That doesn't mean it's wrong either, and it for sure doesn't mean MOND is right. But equally for sure this is a Kuhnian paradigm shift moment and I think it's important for the community to be willing to step back and entertain broader ideas.
Every theory of dark matter is based exclusively on light-emitting objects. There is no "contrast" between JWST's methods and those of others. Casting aspersions on JWST because it can only see light is like casting aspersions on Galileo because he could only build telescopes. If we could teleport to the things we study and get more information that way, it would be nice, but we live in reality and must bend to its rules.
> highly sensitive to the galaxy formation model that's adopted
I should only need to remind the reader of the classic idiom "cart before the horse" to remind them that this line of reasoning is invalid.
It is the entirely general point that all we can observe is the light, and we have to infer what that means. Maybe things are bright because there's a lot of stars. Maybe there aren't but there is not much dust. Maybe there aren't so many stars but they are bigger and brighter. There is room to fit many different models on the basis of the light that is observed.
It feels like I read claims that dark matter is both a "given fact" and a "placeholder abstraction" -- from the same person, or at least perspective. They just choose to shift betweeen the two based on what serves their upper hand in a discussion better.

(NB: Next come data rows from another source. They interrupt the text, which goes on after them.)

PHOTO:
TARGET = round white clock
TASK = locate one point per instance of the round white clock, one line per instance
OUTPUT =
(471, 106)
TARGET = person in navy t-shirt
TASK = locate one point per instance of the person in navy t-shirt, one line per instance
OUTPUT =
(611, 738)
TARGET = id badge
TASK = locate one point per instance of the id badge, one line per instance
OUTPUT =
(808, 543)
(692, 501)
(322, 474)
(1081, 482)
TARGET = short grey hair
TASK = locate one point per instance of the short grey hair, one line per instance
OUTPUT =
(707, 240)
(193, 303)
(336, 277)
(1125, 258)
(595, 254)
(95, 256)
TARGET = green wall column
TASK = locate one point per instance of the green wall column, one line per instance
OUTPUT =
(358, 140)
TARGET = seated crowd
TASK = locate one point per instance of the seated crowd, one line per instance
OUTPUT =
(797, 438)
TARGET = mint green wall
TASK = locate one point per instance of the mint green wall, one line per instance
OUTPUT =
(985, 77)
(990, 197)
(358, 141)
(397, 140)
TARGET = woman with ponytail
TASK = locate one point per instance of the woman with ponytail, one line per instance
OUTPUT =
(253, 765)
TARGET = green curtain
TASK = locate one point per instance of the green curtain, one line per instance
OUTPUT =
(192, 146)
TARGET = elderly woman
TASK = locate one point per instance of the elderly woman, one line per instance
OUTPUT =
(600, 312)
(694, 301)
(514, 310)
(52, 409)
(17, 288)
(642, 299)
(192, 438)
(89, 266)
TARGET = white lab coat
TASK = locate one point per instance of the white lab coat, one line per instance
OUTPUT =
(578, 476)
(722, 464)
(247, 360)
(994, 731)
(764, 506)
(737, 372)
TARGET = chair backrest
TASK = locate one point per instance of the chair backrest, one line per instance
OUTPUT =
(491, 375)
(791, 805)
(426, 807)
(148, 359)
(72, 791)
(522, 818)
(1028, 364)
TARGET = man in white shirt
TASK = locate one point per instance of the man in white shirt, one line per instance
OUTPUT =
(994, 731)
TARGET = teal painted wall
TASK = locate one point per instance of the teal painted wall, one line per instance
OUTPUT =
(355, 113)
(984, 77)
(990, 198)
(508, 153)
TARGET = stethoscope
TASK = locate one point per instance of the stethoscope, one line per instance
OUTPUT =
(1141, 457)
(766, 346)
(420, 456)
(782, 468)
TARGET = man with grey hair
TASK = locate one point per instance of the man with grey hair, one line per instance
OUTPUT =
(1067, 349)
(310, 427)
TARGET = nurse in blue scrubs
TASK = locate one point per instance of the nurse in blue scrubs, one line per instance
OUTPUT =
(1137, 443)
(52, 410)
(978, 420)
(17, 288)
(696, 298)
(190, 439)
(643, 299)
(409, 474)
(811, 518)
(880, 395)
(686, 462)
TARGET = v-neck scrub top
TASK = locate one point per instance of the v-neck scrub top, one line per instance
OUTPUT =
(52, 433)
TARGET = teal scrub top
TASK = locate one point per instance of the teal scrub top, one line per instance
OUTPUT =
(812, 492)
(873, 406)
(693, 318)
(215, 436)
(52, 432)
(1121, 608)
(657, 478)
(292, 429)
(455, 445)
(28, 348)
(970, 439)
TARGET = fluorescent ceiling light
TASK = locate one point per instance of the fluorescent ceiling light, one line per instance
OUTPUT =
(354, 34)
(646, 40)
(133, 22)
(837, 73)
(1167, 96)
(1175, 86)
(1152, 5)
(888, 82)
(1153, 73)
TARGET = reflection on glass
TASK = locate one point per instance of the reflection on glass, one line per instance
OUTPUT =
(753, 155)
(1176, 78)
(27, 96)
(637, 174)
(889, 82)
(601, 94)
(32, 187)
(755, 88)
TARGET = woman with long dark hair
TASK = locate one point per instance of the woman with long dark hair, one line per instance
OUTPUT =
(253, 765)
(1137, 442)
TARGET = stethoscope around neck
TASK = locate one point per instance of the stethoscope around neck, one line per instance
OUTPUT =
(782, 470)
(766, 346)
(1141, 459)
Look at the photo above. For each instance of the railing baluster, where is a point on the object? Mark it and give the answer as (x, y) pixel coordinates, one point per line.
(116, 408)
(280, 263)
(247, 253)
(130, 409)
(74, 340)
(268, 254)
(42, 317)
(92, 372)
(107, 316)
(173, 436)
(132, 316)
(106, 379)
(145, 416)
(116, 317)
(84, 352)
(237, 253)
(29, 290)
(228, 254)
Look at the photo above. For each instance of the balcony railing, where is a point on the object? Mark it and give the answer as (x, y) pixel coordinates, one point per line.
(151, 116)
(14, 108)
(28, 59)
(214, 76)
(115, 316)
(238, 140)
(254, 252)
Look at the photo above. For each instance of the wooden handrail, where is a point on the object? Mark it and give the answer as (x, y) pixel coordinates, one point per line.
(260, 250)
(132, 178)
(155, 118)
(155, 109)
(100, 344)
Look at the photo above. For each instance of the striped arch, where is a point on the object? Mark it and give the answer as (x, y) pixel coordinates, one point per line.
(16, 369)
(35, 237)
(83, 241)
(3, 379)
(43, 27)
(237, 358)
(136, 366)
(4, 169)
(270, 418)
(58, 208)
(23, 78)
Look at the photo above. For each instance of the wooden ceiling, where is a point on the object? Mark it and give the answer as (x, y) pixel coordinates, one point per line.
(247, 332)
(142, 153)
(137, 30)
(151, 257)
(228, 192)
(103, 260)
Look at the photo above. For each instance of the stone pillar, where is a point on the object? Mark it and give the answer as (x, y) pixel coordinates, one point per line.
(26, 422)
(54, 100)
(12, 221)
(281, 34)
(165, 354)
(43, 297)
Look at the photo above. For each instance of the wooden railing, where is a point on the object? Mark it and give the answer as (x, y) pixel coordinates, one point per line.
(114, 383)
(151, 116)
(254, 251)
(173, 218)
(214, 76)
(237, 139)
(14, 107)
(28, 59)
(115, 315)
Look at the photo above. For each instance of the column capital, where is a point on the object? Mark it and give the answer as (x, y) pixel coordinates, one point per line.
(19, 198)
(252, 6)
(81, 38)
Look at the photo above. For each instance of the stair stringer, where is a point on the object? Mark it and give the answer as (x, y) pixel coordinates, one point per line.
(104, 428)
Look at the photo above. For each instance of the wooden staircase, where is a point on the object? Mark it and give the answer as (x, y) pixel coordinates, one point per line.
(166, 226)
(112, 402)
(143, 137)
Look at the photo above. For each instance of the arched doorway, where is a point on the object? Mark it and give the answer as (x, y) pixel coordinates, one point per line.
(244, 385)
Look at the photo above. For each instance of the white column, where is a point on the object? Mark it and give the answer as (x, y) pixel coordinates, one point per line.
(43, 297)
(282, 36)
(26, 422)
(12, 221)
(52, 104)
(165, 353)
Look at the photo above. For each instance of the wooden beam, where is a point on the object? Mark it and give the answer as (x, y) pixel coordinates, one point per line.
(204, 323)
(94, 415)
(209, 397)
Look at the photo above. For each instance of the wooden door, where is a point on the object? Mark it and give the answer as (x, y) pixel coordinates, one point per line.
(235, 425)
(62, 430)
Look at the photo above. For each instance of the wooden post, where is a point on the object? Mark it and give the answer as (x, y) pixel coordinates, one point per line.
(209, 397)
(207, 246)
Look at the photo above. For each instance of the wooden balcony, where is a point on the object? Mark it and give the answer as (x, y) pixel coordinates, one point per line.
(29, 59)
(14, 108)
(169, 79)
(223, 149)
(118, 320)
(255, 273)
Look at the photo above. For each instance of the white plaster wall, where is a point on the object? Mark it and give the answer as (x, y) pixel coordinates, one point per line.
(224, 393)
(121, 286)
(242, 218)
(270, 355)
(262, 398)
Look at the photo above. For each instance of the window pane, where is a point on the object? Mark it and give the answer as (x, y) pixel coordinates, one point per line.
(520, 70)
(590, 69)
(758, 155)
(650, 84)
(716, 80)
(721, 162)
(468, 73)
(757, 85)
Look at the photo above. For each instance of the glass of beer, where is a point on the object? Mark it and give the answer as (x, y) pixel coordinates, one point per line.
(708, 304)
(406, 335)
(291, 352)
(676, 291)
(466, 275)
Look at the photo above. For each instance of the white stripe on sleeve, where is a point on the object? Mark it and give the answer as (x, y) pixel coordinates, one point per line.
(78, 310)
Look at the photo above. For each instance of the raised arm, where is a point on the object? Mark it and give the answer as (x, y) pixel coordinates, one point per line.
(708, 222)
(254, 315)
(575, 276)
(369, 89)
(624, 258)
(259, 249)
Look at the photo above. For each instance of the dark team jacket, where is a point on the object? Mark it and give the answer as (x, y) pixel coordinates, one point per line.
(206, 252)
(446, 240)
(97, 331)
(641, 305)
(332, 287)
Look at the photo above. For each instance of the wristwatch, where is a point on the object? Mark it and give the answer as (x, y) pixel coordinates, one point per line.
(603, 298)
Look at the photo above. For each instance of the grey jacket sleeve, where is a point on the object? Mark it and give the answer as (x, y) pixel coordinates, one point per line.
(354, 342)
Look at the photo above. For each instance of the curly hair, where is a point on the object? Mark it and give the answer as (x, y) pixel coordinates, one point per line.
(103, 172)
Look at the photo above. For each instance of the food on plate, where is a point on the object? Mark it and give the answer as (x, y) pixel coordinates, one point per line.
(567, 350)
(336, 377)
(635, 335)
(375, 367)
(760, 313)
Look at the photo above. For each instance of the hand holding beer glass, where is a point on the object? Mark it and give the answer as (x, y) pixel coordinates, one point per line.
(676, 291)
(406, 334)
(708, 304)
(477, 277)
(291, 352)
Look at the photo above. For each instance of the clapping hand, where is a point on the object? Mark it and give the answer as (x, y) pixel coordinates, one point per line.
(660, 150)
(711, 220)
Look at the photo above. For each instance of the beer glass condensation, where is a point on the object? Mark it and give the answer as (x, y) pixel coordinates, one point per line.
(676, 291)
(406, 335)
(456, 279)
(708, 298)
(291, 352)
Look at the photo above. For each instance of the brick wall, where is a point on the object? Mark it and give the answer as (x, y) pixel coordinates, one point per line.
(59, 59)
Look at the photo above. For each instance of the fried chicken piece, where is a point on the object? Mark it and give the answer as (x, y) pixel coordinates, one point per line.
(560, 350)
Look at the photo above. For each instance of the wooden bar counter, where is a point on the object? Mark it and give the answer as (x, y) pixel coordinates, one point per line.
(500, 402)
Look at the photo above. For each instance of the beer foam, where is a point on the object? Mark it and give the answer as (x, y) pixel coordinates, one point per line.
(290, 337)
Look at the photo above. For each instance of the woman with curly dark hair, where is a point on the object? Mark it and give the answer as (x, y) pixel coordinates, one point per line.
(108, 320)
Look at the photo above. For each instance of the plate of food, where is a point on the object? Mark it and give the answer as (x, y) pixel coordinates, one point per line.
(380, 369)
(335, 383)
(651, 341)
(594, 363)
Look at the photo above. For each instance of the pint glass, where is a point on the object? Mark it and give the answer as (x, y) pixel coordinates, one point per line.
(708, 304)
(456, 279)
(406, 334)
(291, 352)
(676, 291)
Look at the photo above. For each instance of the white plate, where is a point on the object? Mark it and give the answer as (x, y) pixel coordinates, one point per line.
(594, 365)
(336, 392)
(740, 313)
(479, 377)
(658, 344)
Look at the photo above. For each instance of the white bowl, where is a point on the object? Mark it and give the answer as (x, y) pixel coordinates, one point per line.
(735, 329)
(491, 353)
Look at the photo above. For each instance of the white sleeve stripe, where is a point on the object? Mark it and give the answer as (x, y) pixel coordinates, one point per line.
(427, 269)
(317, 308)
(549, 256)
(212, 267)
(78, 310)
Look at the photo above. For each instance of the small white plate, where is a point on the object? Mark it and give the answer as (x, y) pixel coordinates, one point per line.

Or reading someone mention that "there is no fundamental difference between mass and energy" while simultaneously defending an entirely gravity-based cosmology that depends on the mass of particles... as if simple energy could not also contribute the same impact of said particles.
I think in general there is a feeling that any theory or speculation which is not dubbed into the dignity of mainstream, accepted dogma needs to be kicked out of the discourse. The fact that we are ultimately inferring in all cases is left out of the discussion and that seems to flatten all "outside" perspectives into a single umbrella of pseudoscience, despite this label accurately fitting -- under the above conditions -- onto heliocentrism, germ theory, chromosonal genetics, plate tectonics, the physical existence of Troy, and just about every paradigm that has resulted in scientific progress in the past.
I'm absolutely not claiming that all things currently labelled psuedoscientific are built the same. I only mean to highlight that science highlights "this is all inference" when it suits it best but otherwise -- in my experience -- discourages such frank reference to its own fallibility when confronted with alternative inferences.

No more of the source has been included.